Une fille parla d'une voix choquée.

— Oh, je me sens tellement mal pour elles.

— Riley et Trudy, dit une autre, j'espère que vous ne vous sentez pas coupables. Vous ne devriez pas. Ce qui est arrivé à Rhea est déjà assez terrible. Je ne peux juste pas imaginer la douleur que vous ressentez en ce moment.

D'autres étudiants firent entendre leur approbation.

Zimmerman gratifia la classe d'un sourire compréhensif.

— J'imagine que la plupart d'entre-vous savent que ma spécialité est la pathologie criminelle, dit-il. Le travail de ma vie consiste à essayer de comprendre l'esprit d'un criminel. Et ces trois derniers jours, j'ai tout fait pour essayer de donner un sens à ce crime. Jusqu'à présent, je ne suis certain que d'une chose. C'était personnel. Le tueur connaissait Rhea et voulait la voir mourir.

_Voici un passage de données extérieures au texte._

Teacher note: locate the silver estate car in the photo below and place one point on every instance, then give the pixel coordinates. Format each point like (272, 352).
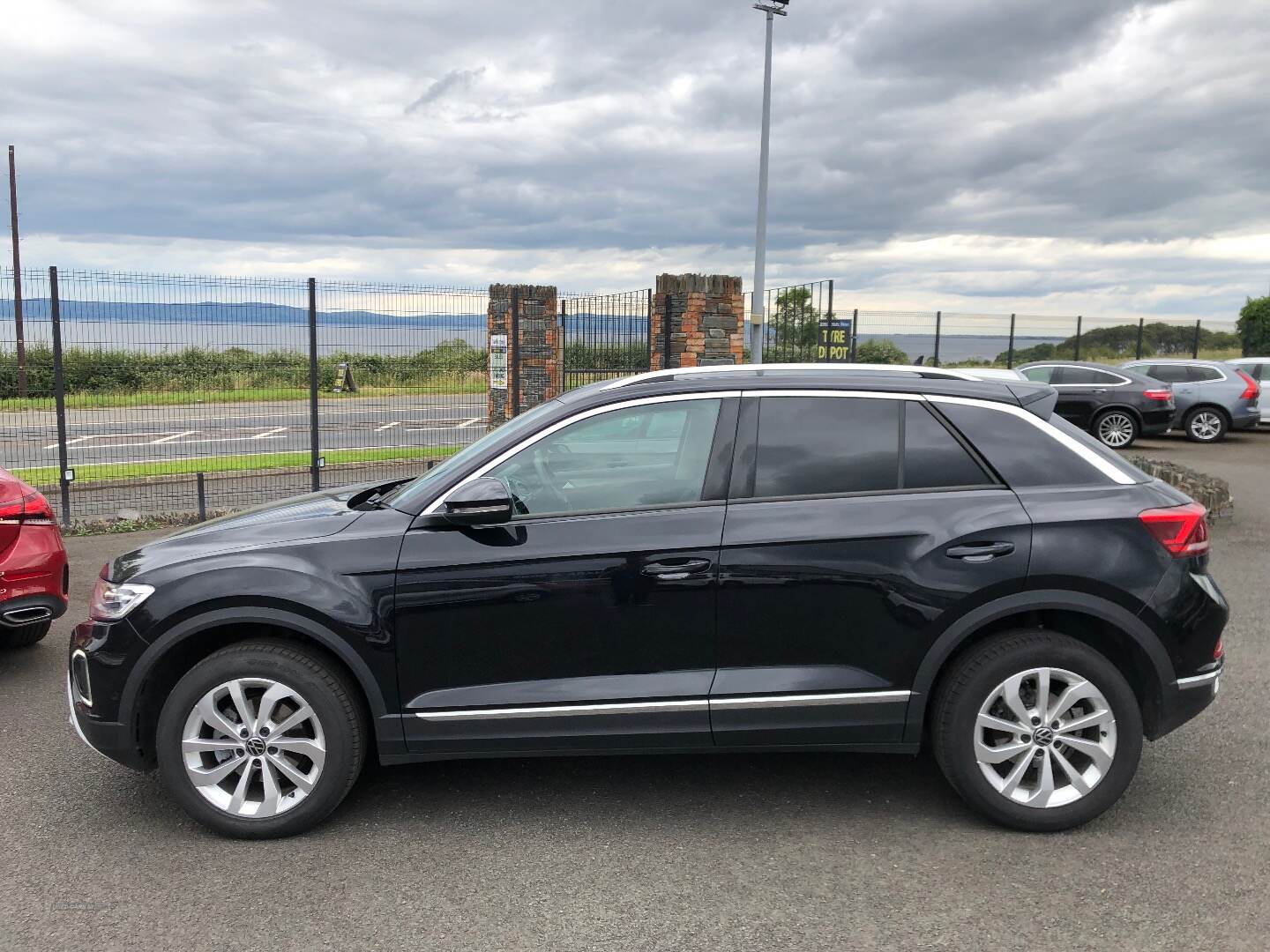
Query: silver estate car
(1212, 398)
(1258, 368)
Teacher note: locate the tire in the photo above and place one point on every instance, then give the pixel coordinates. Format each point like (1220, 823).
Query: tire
(1206, 424)
(1117, 428)
(961, 743)
(26, 635)
(323, 749)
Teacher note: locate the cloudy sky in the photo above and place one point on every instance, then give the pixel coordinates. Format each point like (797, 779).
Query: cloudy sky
(1085, 156)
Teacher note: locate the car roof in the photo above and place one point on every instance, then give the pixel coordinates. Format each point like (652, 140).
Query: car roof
(863, 377)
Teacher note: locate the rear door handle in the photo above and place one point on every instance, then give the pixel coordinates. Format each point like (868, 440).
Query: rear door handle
(979, 551)
(675, 569)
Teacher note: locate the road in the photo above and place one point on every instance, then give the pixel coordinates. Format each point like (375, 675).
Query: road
(156, 435)
(729, 852)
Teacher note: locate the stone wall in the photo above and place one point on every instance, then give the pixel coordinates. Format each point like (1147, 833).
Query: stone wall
(706, 316)
(1213, 493)
(534, 361)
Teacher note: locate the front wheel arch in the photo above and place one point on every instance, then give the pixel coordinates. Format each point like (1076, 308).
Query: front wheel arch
(178, 651)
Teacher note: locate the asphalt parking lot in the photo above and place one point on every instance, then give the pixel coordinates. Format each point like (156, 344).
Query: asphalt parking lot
(730, 852)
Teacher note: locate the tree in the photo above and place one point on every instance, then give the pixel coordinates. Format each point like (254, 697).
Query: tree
(1254, 326)
(880, 351)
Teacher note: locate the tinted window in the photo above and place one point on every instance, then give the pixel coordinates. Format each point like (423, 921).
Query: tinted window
(810, 446)
(1022, 453)
(932, 456)
(1169, 372)
(1087, 376)
(640, 456)
(1041, 375)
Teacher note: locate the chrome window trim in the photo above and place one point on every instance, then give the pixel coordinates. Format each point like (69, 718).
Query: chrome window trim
(1087, 455)
(746, 703)
(569, 420)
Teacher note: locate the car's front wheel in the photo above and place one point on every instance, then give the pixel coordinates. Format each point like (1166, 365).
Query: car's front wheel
(1036, 730)
(260, 739)
(1206, 426)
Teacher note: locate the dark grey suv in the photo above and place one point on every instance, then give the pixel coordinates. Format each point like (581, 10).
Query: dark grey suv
(1212, 397)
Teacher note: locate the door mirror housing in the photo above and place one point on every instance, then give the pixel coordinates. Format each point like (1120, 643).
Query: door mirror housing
(482, 502)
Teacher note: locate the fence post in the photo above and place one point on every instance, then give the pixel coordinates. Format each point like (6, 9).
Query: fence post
(314, 450)
(513, 357)
(55, 311)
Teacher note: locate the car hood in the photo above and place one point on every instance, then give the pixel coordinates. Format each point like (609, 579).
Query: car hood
(311, 516)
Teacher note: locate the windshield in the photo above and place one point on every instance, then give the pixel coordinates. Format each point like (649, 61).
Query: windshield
(407, 492)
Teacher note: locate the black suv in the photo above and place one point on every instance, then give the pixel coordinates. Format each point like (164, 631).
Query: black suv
(1111, 403)
(706, 560)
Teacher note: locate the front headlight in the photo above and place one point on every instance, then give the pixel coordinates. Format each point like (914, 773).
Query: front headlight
(112, 600)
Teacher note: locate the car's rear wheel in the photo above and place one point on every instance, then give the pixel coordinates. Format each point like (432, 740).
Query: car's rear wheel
(1206, 424)
(25, 635)
(1036, 730)
(260, 739)
(1117, 428)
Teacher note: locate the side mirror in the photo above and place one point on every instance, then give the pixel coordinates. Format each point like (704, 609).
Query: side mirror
(484, 502)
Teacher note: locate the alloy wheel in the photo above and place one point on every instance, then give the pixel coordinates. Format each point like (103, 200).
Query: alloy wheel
(1206, 426)
(1116, 429)
(253, 747)
(1044, 738)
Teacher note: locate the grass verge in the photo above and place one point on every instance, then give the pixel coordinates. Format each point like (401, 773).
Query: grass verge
(256, 462)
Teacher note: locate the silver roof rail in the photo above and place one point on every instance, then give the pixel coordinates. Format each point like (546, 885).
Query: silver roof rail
(810, 367)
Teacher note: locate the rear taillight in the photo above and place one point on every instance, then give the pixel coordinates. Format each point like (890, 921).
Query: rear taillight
(1252, 391)
(31, 508)
(1181, 528)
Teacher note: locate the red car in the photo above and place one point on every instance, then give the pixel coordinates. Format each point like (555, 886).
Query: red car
(34, 574)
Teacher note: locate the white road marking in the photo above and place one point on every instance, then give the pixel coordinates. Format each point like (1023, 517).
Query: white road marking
(78, 439)
(172, 437)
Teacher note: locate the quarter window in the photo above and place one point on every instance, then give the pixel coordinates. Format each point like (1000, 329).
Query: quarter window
(932, 456)
(816, 446)
(635, 457)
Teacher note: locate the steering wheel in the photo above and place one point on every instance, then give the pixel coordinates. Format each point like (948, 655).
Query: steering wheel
(540, 469)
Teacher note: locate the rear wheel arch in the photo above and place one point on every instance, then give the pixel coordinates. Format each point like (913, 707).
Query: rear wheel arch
(1109, 628)
(187, 643)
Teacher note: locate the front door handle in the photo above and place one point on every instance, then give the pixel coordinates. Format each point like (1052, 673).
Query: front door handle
(979, 551)
(675, 569)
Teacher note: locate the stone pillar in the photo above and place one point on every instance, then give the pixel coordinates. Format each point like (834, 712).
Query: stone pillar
(706, 316)
(524, 326)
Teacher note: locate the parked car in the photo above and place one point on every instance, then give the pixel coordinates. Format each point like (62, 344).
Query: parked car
(1212, 398)
(1114, 405)
(1259, 369)
(805, 557)
(34, 576)
(992, 374)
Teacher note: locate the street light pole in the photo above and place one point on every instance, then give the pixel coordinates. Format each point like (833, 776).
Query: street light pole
(776, 8)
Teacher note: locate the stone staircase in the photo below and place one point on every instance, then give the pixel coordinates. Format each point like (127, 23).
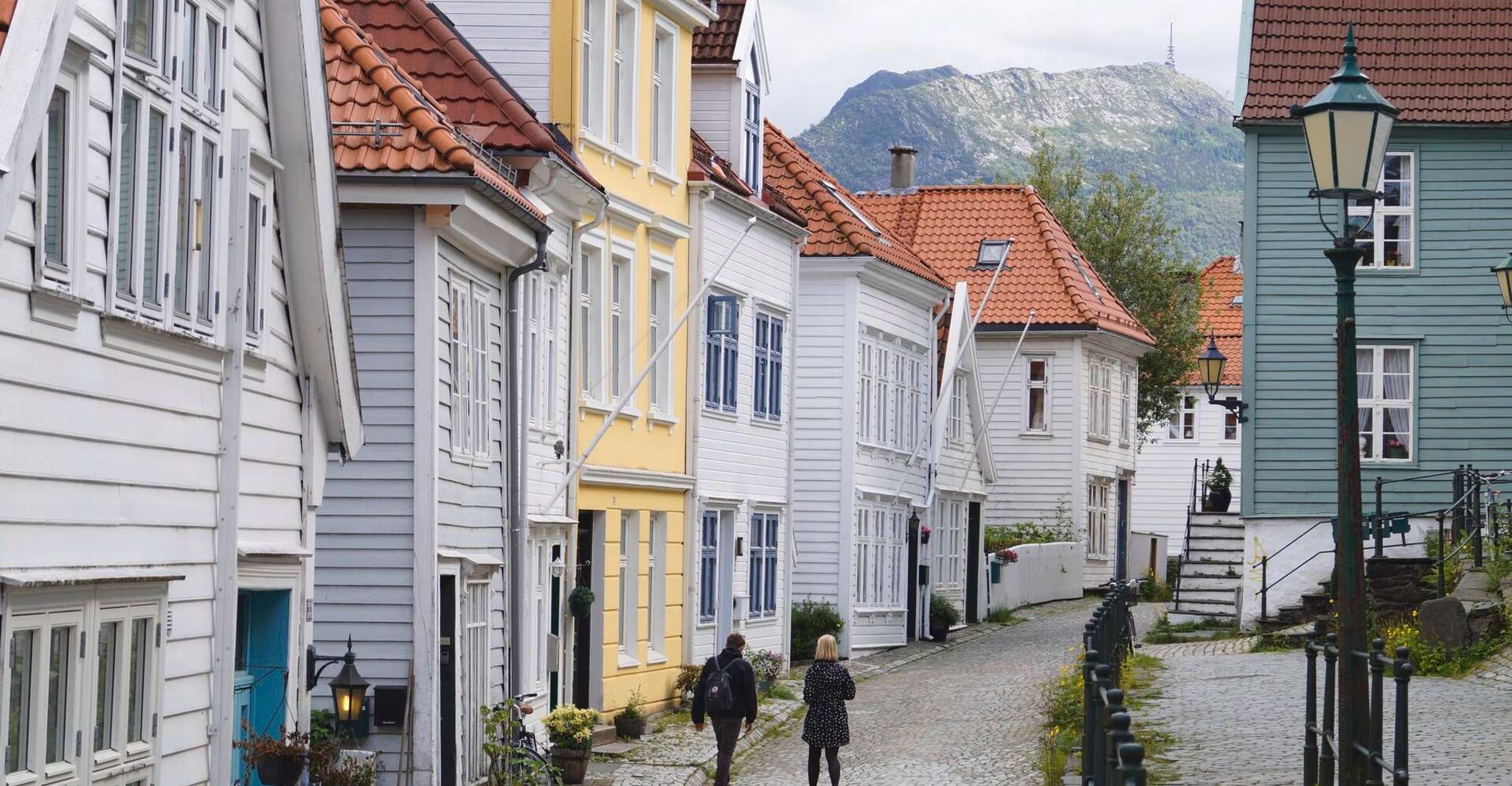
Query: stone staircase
(1212, 568)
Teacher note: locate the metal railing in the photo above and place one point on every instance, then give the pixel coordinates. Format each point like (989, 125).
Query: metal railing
(1320, 750)
(1109, 751)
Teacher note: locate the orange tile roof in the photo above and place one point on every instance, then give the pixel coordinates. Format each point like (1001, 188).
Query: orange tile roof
(714, 43)
(367, 86)
(835, 230)
(1438, 61)
(946, 226)
(474, 97)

Encore une fois, Riley se débattit pour concevoir l'inconcevable...

Quelqu'un haïssait Rhea au point de la tuer ?

— Aussi affreux que cela puisse paraître, ajouta ensuite Zimmerman, je peux vous assurer une chose. Il ne tuera plus. Rhea était sa cible, personne d'autre. Et je suis confiant, la police va bientôt le trouver.

Il s'adossa contre l'arrête du bureau.

— Je peux vous dire encore une chose, peut importe où se trouve le tueur en ce moment, peu importe ce qu'il fait, il ne ressent pas ce que chacun d'entre-vous semble ressentir. Il est incapable d'éprouver de la sympathie pour la souffrance de quelqu'un d'autre, encore moins la vraie empathie que je ressens dans cette pièce.

Il écrivit les mots « sympathie » et « empathie » sur le grand tableau blanc.

— Quelqu'un voudrait-il me rappeler la différence entre ces deux mots ? demanda-t-il.

Riley fut légèrement surprise de voir la main de Trudy se lever.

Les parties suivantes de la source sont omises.